* Repeats guidance 2014 revenue of at least 6 bln euros
* Sees op profit margin pre-special items of at least 5 pct
* Shares up 1.6 percent
(Recasts with sales officer comments, adds quotes, background,
By Shida Chayesteh
AARHUS, Denmark, June 12 Denmark's Vestas
, the world's biggest wind turbine maker, is targeting
growth in China, India and Brazil as it battles back from years
of losses caused by overcapacity, increasing competition and
Vestas has shed more than 5,000 jobs, closed plants and sold
unprofitable businesses in a restructuring and is now seeking
growth opportunities in three major emerging economies, which
account for more than half of global wind system demand.
"While Vestas has a strong position in new markets and
mature markets, there is room for improvement in China, India
and Brazil," Chief Sales Officer Juan Araluce said at a day of
briefings for analysts and investors on Thursday.
Araluce said his sales push was enhanced by increased
confidence in the company among its customers.
"We have improved, reputation (is) back on track,
satisfaction generally stable, 85 percent of respondents call
Vestas a top-two supplier," he said.
Vestas shares lost 96 percent of their value in the wake of
the financial crisis, as subsidies for green energy dried up and
competition grew, but have rebounded sharply in the last 18
months.

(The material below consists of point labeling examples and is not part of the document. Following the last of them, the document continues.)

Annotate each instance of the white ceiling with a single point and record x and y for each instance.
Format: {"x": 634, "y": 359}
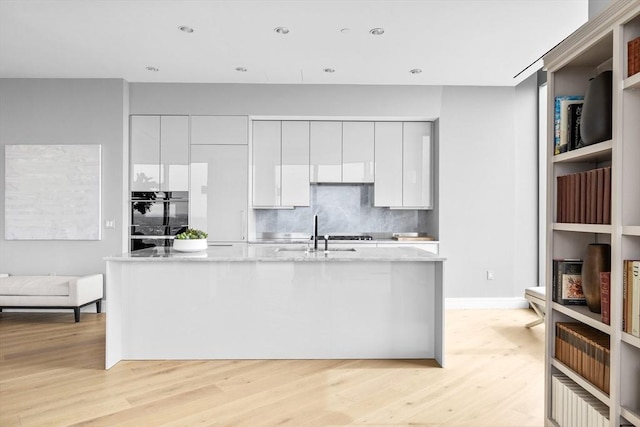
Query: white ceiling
{"x": 454, "y": 42}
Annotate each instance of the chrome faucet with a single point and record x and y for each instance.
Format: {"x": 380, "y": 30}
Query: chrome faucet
{"x": 315, "y": 232}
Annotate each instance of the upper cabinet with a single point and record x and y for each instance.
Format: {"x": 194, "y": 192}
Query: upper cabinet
{"x": 159, "y": 153}
{"x": 357, "y": 152}
{"x": 225, "y": 130}
{"x": 218, "y": 191}
{"x": 280, "y": 163}
{"x": 403, "y": 165}
{"x": 388, "y": 153}
{"x": 325, "y": 152}
{"x": 295, "y": 163}
{"x": 416, "y": 165}
{"x": 341, "y": 152}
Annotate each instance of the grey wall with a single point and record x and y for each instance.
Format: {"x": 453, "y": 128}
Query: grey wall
{"x": 478, "y": 132}
{"x": 49, "y": 111}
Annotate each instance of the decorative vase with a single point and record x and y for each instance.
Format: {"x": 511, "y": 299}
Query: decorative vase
{"x": 190, "y": 245}
{"x": 596, "y": 118}
{"x": 596, "y": 260}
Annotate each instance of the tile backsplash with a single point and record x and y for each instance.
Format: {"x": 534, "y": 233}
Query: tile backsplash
{"x": 341, "y": 209}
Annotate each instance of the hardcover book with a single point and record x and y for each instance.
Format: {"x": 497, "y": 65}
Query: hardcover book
{"x": 574, "y": 113}
{"x": 559, "y": 112}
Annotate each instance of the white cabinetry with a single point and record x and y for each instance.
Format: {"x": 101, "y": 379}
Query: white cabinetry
{"x": 267, "y": 179}
{"x": 280, "y": 163}
{"x": 219, "y": 130}
{"x": 601, "y": 44}
{"x": 159, "y": 153}
{"x": 357, "y": 152}
{"x": 295, "y": 163}
{"x": 218, "y": 191}
{"x": 387, "y": 190}
{"x": 416, "y": 165}
{"x": 403, "y": 165}
{"x": 325, "y": 152}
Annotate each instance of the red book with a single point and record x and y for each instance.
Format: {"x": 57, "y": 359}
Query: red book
{"x": 583, "y": 198}
{"x": 605, "y": 300}
{"x": 606, "y": 209}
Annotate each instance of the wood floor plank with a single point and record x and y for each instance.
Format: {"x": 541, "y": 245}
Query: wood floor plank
{"x": 52, "y": 373}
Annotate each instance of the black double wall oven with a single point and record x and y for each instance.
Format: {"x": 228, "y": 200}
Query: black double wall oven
{"x": 156, "y": 217}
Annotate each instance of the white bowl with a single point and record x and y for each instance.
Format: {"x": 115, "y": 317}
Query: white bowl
{"x": 190, "y": 245}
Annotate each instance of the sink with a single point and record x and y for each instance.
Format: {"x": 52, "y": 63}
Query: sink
{"x": 319, "y": 250}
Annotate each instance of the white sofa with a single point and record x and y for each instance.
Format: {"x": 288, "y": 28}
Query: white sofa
{"x": 51, "y": 292}
{"x": 537, "y": 299}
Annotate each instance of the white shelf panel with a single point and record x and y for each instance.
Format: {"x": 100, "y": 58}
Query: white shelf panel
{"x": 583, "y": 228}
{"x": 630, "y": 416}
{"x": 632, "y": 82}
{"x": 631, "y": 340}
{"x": 578, "y": 379}
{"x": 631, "y": 230}
{"x": 592, "y": 153}
{"x": 581, "y": 313}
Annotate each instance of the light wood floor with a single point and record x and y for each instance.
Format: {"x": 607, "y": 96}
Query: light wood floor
{"x": 51, "y": 374}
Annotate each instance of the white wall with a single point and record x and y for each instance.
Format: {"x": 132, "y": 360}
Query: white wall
{"x": 62, "y": 111}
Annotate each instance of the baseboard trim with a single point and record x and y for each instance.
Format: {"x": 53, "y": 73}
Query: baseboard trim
{"x": 485, "y": 303}
{"x": 91, "y": 308}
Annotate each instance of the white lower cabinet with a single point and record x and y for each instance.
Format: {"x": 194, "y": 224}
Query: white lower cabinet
{"x": 218, "y": 191}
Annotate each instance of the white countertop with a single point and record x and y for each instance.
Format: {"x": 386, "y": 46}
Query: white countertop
{"x": 246, "y": 252}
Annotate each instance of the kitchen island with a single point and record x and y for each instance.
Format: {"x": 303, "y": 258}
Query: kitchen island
{"x": 252, "y": 302}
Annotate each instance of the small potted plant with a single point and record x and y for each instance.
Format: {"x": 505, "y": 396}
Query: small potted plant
{"x": 192, "y": 240}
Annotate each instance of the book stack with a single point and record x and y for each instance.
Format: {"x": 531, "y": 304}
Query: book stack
{"x": 631, "y": 297}
{"x": 584, "y": 197}
{"x": 567, "y": 282}
{"x": 633, "y": 57}
{"x": 585, "y": 350}
{"x": 571, "y": 405}
{"x": 568, "y": 110}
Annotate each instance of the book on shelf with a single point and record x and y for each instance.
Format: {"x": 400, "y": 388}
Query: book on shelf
{"x": 561, "y": 119}
{"x": 572, "y": 405}
{"x": 633, "y": 57}
{"x": 574, "y": 115}
{"x": 631, "y": 297}
{"x": 585, "y": 350}
{"x": 584, "y": 197}
{"x": 567, "y": 282}
{"x": 605, "y": 297}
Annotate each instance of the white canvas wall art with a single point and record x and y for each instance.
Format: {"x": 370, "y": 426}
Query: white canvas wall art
{"x": 52, "y": 192}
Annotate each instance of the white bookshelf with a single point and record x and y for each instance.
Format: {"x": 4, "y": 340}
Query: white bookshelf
{"x": 599, "y": 45}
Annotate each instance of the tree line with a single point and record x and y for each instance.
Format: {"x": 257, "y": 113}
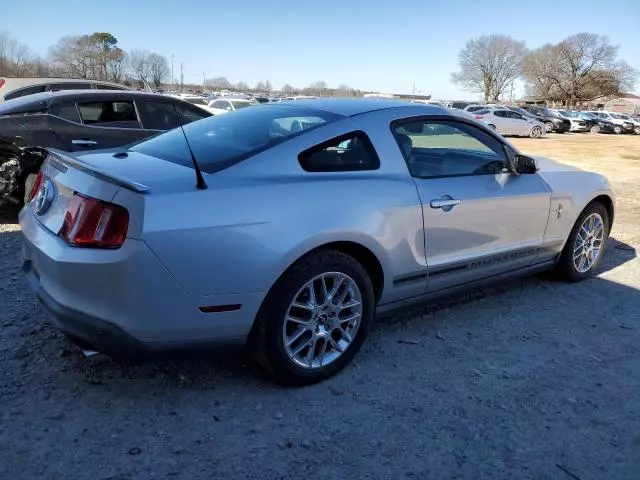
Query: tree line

Year-to-date they are up 83 percent, though they remain
far off a 2008 record of 700 crowns.
They were up 1.6 percent at 292 crowns by 1108 GMT.
Reuters data shows the stock trading on 26 times this year's
forecast earnings, a 32 percent premium to its peer group.
The company, which last year posted its third straight
annual loss, also said it was keeping unchanged its guidance for
this year's results, having made an unexpected return to profit
in the first quarter.
The company repeated its expectations for 2014 revenue of at
least 6 billion euros ($8.2 billion) and said it still predicted
an operating profit margin before special items of at least 5
percent and free cash flow of at least 300 million euros.
Chief Executive Anders Runevad told Reuters the company was
not changing its indications for the year as a whole, but
declined to elaborate on its performance in April through June.
"We will come back to that when we release the report for
the second quarter," Runevad said.
"The most important focus ... is to execute on our plan," he
said. "What we represent here is the long-term plan - three to
five years. We have done a quarter and we have a good platform
to stand on, but there's a lot of work that remains."